Biz uzun vadeli plan yapmamanın sonuçlarını yaşayacağız. Sadece tarım sektörünün değil, biz hemen hemen her sektörde kısa vadeli yaşıyoruz. O kadar fazla problemi çözmekle hayatımız geçiyor ki biz planlayamıyoruz. Devlet bunu uzun vadeli planlayamıyor. Devlet de günlük yaşıyor aslında. Almanya ve İngiltere uzun vadeli planlar yapıyor mesela ama biz Türkiye'de 2020 yılının Eylül, Ekim ayını bile göremiyoruz.
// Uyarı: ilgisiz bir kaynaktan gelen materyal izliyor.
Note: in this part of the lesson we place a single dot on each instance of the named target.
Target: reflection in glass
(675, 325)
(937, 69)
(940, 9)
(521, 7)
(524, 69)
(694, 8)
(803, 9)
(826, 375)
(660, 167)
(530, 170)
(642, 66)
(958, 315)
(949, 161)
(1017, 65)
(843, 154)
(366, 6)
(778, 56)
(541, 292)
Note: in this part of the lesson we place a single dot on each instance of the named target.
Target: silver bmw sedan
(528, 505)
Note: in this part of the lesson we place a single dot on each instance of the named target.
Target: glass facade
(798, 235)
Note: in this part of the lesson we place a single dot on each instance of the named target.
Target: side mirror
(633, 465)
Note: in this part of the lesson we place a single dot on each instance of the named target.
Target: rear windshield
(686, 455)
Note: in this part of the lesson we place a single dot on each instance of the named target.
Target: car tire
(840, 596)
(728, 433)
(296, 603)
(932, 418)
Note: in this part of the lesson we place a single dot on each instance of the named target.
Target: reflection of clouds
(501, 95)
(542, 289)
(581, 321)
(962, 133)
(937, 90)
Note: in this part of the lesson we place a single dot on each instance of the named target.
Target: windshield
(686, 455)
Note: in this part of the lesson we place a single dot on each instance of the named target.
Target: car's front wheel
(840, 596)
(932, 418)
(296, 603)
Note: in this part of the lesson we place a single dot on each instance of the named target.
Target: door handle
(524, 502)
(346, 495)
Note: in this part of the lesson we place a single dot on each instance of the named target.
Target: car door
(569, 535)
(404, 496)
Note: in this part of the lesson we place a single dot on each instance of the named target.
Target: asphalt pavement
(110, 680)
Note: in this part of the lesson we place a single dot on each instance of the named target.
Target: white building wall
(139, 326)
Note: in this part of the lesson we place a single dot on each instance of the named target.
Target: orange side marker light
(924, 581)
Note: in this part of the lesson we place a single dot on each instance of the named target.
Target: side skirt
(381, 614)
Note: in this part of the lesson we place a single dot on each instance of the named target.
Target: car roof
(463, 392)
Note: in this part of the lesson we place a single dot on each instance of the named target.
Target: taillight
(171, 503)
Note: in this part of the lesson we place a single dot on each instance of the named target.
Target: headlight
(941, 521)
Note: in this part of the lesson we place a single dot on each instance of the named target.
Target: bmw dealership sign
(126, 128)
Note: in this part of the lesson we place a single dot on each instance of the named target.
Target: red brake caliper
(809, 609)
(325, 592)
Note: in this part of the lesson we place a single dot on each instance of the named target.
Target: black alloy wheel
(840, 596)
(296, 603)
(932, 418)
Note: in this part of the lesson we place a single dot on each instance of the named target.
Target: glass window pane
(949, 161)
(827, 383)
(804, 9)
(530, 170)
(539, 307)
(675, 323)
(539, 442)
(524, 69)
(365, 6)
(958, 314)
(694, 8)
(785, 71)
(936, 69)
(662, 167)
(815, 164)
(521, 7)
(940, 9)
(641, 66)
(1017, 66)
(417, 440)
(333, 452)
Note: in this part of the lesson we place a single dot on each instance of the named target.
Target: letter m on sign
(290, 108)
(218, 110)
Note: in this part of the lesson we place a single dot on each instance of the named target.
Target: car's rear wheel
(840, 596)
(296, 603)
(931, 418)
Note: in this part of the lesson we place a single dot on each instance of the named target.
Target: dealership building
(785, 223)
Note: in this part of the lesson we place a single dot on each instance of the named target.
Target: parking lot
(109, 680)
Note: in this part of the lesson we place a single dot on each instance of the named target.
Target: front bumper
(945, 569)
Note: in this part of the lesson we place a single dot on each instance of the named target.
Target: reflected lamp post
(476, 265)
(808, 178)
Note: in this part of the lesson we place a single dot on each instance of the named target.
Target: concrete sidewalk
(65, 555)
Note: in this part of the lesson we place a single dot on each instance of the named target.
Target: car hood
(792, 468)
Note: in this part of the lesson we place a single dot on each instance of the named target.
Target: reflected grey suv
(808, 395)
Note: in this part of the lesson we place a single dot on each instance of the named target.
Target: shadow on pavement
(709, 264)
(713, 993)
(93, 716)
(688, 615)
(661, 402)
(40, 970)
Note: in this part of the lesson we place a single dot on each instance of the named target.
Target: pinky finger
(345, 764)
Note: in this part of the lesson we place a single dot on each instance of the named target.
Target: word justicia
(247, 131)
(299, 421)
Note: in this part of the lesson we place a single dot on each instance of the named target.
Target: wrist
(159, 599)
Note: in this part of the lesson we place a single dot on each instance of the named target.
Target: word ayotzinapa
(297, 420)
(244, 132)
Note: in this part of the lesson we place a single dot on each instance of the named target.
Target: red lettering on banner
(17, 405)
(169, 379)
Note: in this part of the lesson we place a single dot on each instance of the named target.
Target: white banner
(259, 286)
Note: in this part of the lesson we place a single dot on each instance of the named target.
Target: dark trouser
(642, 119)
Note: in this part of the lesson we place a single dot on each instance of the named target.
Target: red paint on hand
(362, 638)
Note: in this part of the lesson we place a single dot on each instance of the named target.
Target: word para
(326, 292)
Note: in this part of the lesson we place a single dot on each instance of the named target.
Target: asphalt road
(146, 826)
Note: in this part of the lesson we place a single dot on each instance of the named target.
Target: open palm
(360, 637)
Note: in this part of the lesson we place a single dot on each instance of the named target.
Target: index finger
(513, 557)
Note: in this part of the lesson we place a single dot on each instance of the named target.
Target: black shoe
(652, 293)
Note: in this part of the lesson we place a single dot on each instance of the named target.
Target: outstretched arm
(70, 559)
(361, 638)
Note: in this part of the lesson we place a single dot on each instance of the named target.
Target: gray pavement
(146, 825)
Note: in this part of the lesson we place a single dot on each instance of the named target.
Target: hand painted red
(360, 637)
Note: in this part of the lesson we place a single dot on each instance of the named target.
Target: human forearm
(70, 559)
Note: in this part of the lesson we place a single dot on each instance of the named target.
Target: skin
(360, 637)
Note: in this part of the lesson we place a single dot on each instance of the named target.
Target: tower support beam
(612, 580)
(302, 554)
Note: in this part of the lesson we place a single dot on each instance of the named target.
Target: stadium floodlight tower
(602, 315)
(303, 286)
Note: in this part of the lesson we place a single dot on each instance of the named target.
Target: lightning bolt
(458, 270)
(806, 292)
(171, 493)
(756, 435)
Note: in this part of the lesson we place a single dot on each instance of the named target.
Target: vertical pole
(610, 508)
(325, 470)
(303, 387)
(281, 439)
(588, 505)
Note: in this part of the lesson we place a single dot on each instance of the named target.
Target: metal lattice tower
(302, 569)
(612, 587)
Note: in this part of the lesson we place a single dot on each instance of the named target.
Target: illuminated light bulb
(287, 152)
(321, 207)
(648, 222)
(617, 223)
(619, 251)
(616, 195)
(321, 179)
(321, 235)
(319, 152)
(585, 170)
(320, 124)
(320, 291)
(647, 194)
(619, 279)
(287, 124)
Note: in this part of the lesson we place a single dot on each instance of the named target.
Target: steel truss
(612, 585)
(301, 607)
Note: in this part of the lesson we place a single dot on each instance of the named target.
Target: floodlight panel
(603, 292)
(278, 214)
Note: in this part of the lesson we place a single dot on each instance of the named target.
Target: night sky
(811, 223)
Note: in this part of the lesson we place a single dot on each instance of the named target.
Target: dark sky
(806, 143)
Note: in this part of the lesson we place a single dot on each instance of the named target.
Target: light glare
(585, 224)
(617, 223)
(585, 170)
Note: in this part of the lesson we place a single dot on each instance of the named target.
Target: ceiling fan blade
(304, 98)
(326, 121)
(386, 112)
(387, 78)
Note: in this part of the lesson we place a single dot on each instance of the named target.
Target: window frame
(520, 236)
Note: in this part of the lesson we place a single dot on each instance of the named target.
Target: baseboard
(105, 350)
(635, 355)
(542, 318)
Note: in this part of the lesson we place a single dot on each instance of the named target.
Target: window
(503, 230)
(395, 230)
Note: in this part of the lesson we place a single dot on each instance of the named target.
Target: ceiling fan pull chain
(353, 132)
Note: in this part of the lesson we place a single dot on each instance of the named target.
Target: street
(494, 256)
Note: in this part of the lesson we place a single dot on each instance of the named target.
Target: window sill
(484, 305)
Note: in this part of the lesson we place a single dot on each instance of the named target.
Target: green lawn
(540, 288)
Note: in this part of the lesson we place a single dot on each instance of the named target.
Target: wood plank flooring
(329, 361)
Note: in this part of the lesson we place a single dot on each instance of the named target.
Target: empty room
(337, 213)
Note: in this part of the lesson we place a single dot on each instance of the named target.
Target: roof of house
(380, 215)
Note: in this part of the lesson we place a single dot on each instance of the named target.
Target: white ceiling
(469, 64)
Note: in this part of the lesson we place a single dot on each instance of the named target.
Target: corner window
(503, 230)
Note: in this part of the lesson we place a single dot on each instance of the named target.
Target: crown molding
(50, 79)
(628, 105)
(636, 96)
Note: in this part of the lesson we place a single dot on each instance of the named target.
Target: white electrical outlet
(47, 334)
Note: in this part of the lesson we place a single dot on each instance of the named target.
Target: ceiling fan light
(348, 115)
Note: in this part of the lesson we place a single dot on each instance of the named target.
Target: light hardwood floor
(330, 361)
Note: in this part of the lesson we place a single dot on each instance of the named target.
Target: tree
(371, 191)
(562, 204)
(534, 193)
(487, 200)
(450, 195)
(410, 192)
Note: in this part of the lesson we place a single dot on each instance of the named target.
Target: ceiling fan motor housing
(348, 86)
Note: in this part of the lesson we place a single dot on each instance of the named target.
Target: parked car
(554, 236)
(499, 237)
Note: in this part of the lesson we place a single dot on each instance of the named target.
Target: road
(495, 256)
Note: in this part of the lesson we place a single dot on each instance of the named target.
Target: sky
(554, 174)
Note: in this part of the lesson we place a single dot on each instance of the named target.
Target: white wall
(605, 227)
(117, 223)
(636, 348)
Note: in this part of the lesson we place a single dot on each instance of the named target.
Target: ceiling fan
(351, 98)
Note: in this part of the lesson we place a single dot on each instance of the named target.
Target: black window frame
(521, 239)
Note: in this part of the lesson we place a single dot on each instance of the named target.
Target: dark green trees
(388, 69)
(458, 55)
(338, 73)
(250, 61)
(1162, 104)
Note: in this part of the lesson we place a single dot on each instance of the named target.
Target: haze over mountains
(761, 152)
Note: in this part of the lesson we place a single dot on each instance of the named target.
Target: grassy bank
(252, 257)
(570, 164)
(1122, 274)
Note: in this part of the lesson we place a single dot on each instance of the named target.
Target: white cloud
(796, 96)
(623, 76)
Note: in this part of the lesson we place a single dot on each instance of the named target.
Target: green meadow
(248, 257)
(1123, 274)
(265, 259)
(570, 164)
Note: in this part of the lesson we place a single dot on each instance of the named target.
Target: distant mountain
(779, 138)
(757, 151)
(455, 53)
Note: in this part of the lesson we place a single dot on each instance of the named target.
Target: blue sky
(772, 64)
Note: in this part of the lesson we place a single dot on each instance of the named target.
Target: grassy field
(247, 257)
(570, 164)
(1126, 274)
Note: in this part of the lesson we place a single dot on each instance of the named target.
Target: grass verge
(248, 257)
Uzun dönemli planlara dönmediğimiz sürece hep bu kısır döngüde kalıyoruz.

Salgın sürecinin daha da uzaması ne gibi sıkıntılara yol açar? Üreticilerin dayanma gücü var mı?

Biz birçok üründe dışa bağımlı değiliz. Üretim tarafında önemli bir aksaklık olmazsa çok ciddi etkileri olmaz. Yakın dönemde bizi bekleyen çok ciddi tehlike yok ama çözülmesi gereken problemler var. Mesela işçi tarafından bahsettim. Yeteri kadar işçimiz olacak mı? O insanların sağlık durumu ne olacak? Tarlada bazı ürünler kaldı. Çiftçinin bir yerde canına tak edebilir. Üretmezse gıdada sıkıntı yaşayabiliriz. Fiyatlar çok ciddi şekilde yükselmiş durumda. Döviz kurlarını görüyoruz zaten çok kırılgan bir yapıya sahip. Petrol fiyatındaki düşüşü çiftçi yaşamıyor. Hala yüksek maliyetle alıyor.